Agora pergunto eu...

Numa semana ainda marcada pela visita a Portugal e pela entrevista que o Presidente da República concedeu ao jornal português ‘Expresso’, pergunto-me que estranha tendência é esta de conceder entrevistas a órgãos estrangeiros preterindo sistematicamente os órgãos de comunicação nacionais.

As entrevistas, diferentes dos comunicados e dos discursos, são importantes porque reflectem as preocupações do público-alvo do meio (e do país) onde são publicadas. Será mais importante para os nossos dignitários responder às preocupações e curiosidades de franceses, ingleses ou portugueses do que às inquietações dos angolanos que os elegem?

Já era tradição de José Eduardo dos Santos e é curioso que, por mais que se tente demarcar do seu antecessor, João Lourenço acabe fazendo tanto que o aproxima. A culpabilização do muito que está errado à anterior gestão (que, aliás, é demasiado comum nos políticos) é mais um exemplo. Já JES apontava o dedo ao colono (porque não permitia que se tocasse na memória de Agostinho Neto que lhe passou o testemunho) pela pobreza e por coisas que correm mal até aos dias de hoje. A política e a sua necessidade de ‘sacudir água do capote’ consegue sempre decepcionar.

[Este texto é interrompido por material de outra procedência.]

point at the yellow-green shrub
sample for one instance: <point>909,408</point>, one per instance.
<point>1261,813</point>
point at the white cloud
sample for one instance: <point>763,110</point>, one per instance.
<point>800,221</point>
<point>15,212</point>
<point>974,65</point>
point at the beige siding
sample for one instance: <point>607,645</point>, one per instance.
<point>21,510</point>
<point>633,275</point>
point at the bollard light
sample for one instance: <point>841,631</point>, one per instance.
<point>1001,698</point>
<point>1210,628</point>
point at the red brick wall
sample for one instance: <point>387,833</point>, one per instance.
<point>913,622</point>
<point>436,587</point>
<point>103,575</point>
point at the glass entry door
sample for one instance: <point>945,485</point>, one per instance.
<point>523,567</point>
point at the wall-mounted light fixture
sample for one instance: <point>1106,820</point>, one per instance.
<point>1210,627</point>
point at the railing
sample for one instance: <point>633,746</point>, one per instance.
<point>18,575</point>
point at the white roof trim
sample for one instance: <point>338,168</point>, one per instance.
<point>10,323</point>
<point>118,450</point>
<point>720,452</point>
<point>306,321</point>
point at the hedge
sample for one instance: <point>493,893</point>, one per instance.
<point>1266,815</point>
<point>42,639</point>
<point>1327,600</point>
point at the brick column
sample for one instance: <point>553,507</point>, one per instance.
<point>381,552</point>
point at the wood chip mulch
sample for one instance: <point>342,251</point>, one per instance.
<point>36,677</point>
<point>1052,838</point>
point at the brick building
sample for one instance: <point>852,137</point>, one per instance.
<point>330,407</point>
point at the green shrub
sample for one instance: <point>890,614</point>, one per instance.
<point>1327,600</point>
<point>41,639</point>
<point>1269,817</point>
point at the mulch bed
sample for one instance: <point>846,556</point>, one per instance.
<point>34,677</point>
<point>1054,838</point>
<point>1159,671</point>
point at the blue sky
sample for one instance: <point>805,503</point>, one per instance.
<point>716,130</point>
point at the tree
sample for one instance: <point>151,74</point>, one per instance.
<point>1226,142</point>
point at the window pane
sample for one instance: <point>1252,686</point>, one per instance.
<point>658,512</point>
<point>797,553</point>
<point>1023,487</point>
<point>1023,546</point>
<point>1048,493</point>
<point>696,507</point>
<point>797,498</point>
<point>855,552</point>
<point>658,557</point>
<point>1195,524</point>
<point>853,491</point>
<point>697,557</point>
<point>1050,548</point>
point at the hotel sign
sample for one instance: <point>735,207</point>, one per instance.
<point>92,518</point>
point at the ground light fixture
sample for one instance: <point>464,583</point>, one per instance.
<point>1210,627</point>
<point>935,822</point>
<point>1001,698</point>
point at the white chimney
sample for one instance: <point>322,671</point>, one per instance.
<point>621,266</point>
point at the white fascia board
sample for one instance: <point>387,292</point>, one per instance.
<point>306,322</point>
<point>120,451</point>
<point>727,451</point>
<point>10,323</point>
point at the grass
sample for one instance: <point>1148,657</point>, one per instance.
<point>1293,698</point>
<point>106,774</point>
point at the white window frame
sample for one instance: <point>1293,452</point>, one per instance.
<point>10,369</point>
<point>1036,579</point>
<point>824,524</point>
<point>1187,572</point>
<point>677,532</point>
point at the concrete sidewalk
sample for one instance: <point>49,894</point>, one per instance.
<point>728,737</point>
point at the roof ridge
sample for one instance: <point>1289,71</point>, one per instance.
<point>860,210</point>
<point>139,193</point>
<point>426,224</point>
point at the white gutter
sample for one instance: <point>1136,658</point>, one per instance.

O que não se compadece com as agendas e tricas políticas é a actualidade económica, que continua a ser marcada pelas quedas do petróleo no mercado internacional (o barril baixou dos 63 dólares) e pela queda da moeda nacional que tanto valor já perdeu (para mais de 310 kwanzas por cada dólar), dois factores que afugentam os investidores de que a economia precisa como de água no deserto. Esperemos que, contra estes números desanimadores, o Governo tenha razão e os investidores se sintam mais confiantes no potencial de investimento no país graças ao novo executivo e à sua luta contra a corrupção.

A ver vamos, torcendo pelo melhor para o país, sempre.

Entretanto, e para a nossa desgraça, indestronáveis no que à actualidade diz respeito, aí estão as nossas estradas mortíferas e a malária que continuam a cobrar vidas a um ritmo tão acelerado quanto o dos mais vigorosos kuduros. Nove mil mortos apenas nos últimos 10 meses com cerca de quatro milhões de casos diagnosticados são os números da malária. Quanto às estradas, quase 1.800 mortos nos últimos nove meses com mais quase 8.500 feridos e o impressionante número de 26 mil mortos e mais de 100 mil feridos entre 2011 e 2017. Com números mais mortíferos do que muitas guerras civis, esta dupla funesta, malária e estradas, continua imbatível e implacável a colher vidas no país.

Segundo a Organização Mundial de Saúde (OMS), graças ao desinvestimento dos governos no programa de combate à malária, a doença está longe de estar sob controlo. A directora regional para África do organismo, MatshidisoMoeti, em conferência de imprensa em Maputo, lembrou que a malária matou este ano menos pessoas, mas, em compensação, propagou-se mais. A responsável disponibilizou ajuda aos ministérios da Saúde dos países mais afectados para convencer os respectivos ministérios das Finanças a aumentarem o orçamento para o combate à doença.

Com a contaminação de uma criança com VIH numa unidade hospitalar pública e a tentativa vergonhosa de encobrimento do caso e a gestão da greve dos médicos que cada vez se torna mais difícil de controlar, bem que a ministra da Saúde precisa de toda a ajuda que lhe possam dar.

Depois, o Orçamento Geral de Estado (OGE) para 2019 (que diga-se de passagem, mais uma vez passou relativamente por discutir graças à maioria parlamentar do MPLA) está em linha com o problema identificado pela OMS. Tal como o NG escreveu há duas semanas, apesar de a malária matar cerca de 30 pessoas por dia em Angola, o OGE 2019 prevê uma redução de 70 por cento no já insuficiente orçamento para o combate à doença líder de mortes. De perto de oito mil milhões de kwanzas, o combate já deficiente à malária vai passar a receber pouco mais de dois mil milhões de kwanzas. E agora pergunto eu: banga kiebe Angola? Prioridades e perguntas que ficam por fazer ao Presidente e ao seu executivo que preferem falar ao estrangeiro.